- Gündem
- 26.04.2025 00:56
2006’da İzmir’e yerleşen Alen Sasunyan, mal varlığını ele geçirmek isteyenlerce öldürüldüğü rivayet edilen Mihriban Onart’ın harabeye dönen evinin her köşesini kendi elleriyle yenileyerek ‘Vakana’ adlı nostaljik bir hostel-kafeye dönüştürdü
ÇAĞLA GENİŞ-ÖZEL HABER
İzmir’in Alsancak semtinde 215 yıllık tarihi bir evin hikayesi... Yıllardır kullanılmadığı için harabeye dönen bu iki katlı cumbalı evin sahibi 1923 doğumlu Mihriban Onart adında gayrimüslim bir kadındır. Farklı dini inanışta oldukları için sevdiği erkekle birliktelikleri engellenen Mihriban Hanım, babasından miras kalan bu eve sığınır yıllarca. Kimseyle görüşmez, kalbine sığmayan acısını mektuplara ve şiirlere döker. Yalnız yaşadığını ve varlıklı olduğunu bilen kişiler tarafından bir süre takibe alınır ardından şirket kurmak için Bulgaristan’a gitmeye ikna edilir. O günden sonra da bir daha haber alınamaz kendisinden. 2004 yılında hayatını kaybeder hatta mal varlığını ele geçirmek isteyen kişilerce öldürüldüğü rivayet edilir. Bölge esnafı ve komşuların dilinden düşmeyen Mihriban Hanım’ın hikayesi, 2006 yılında İzmir’e yerleşen Alen Sasunyan’ı derinden etkiler. Her köşesinde geçmişe dair izlerin bulunduğu ev ile arasında kuvvetli bir bağ kurar. Ve O’nun anısını yaşatmaya karar verir. Mirasçıların vefatıyla bir vakfın yönetimine geçen evi yeniden canlandırmak için kolları sıvar. Vakıf yöneticilerine ulaşır; yetki verirlerse kullanmak istediğini söyler ve kontrat imzalarlar. Çatısı dahi çökmüş, kullanılamaz haldeki evin her köşesini aslına uygun bir şekilde kendi elleriyle onarır. Aylarca süren mesainin ardından ‘hostel’ olarak kullanıma açılan aynı zamanda kafe ve sergi alanı hizmeti de veren ‘Vakana’ isimli tarihi mekan kapılarını açarak misafirlerini nostaljik bir yolculuğa çıkaramaya başlar.

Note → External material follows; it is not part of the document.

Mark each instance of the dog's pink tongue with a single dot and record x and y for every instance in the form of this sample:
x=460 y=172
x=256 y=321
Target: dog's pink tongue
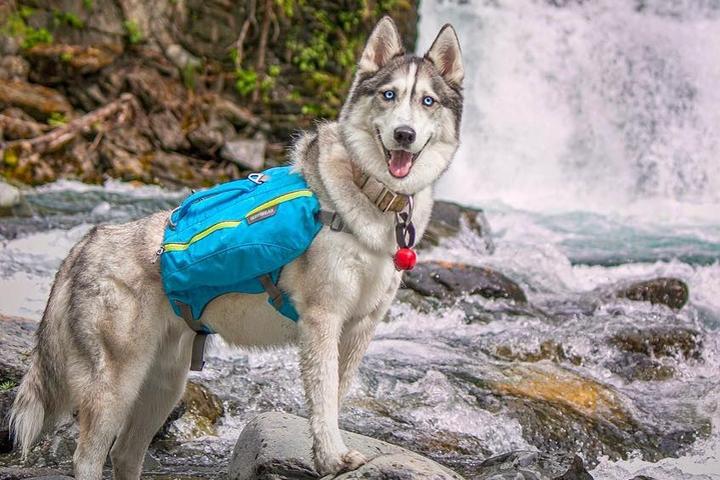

USTALAR 400 BİN İSTEYİNCE KOLLARI SIVADI
Yıllardır kullanılmadığı için harabeye dönen evi onarmak için aylarca emek verdiğini anlatan Alen Sasunyan, “Temizlemeye başladığımda içerisinden neredeyse 250 torba çöp çıkardım. Merdiven yoktu, çatı ve bazı zeminler çökmüştü. Pek paramız da yoktu... Dayanışma ile hemen tadilata başladık. Arkadaşlarım bu süreçte beni hiç yalnız bırakmadı. Buradaki her şey el emeği ve alın teri. Ustalar buranın tadilatı için 400 bin lira gibi bir fiyat istemişti. Ama biz kendi emeğimizle tadilatını bitirdik ve kullanıma hazır hale getirdik. Tadilat esnasından binanın yapısına hiçbir zarar verilmedi. Mihriban Hanım’ın ruhunu burada yaşatmaya çalıştım. Kapı ve pencerelerin yalnızca kırık yerlerini onardım. Bazı yerlere ona ait eşyalar koydum. Normalde eski binaları alıp içerisine çelik konsollar sokup modern yapılar haline getiriyorlar. Ben böyle bir şey yapmak istemedim” dedi.
RUHUNU BURADA HİSSEDİYORUM
Mihriban Onart’ın hikayesini dinlediğinde çok etkilendiğini dile getiren Alen Sasunyan, “O’nun ruhuna her daim teşekkür ediyorum. Hiç tanımıyorum kendisini ama hikayesini öğrendim. Babası İzmir’de eski bir mebusmuş. Zengin bir aile, durumları çok iyi... Hiç evlenmemiş, uzun süre aşk acısı yaşamış. Eve girdiğimde köşedeki odada yatağı, hemen yanı başında sevdiği adama yazdığı mektup ve şiirlerin bulunduğu bir defter duruyordu. Kavuşamamışlar ve yaşadığı aşk acısının ardından yıllarca bu eve sığınmış. Tek başına yaşadığını ve çok zengin olduğunu bilen bir grup kendisini takibe almış. Kandırıp Bulgaristan’a götürmüşler ve orada bir gemi şirketi kurdurmuşlar. Elindeki tüm parayı kaptırmış. O günden sonra bir daha haber alınamamış kendisinden. 2004 yılında öldüğü bildiriliyor. Ama parasını almak için öldürüldüğünü de söyleyenler var. Bulgaristan’a gittikten sonra bir daha hiç İzmir’e dönmemiş. Mezarının nerede olduğu da bilinmiyor. Mihriban Hanım, ailemden biri gibi. Buraya her girdiğimde çok duygulanıyorum. Bedensel olarak tanışmadık ama onu çok iyi tanıyorum. Bu binaya karşı inanılmaz bir aidiyet duygusu hissediyorum” ifadelerini kullandı.
GELENLERDE İZ BIRAKMAK İSTİYORUM
Gelen misafirlerin mekanın atmosferinden oldukça etkilendiğini ifade eden Alen Sasunyan, şunları söyledi: “Mekanın adını Vakana koymaya karar verdik. Bayırda sanat üretimi yapanları koruyan bir Yunan tanrısı adı Vakana... Aslında tembellik tanrısı olarak geçiyor. Bizler de sistemin bize dayattığı şeylerden uzak kalan, daha çok öz üretimi ile hayatta kalmayı ideal ediyoruz. Bu yüzden ‘onlara’ göre tembeliz ama kendimiz için üretmeyi seven insanlarız. Burası iki katlı bir ev... Üst katı hostel, alt katı ise kafe ve sergi alanı olarak kullanıyoruz. Buraya gelen müşterilere Mihriban Hanım’ın hikayesini anlattığımda çok hoşlarına gidiyor. Parayla değil emekle girdik bu işe. Misafirlerimizi güzel ağırlamak ve iz bırakmak istiyoruz. Hedefimiz ticari kazanç değil insanların buradan memnun ayrılması.”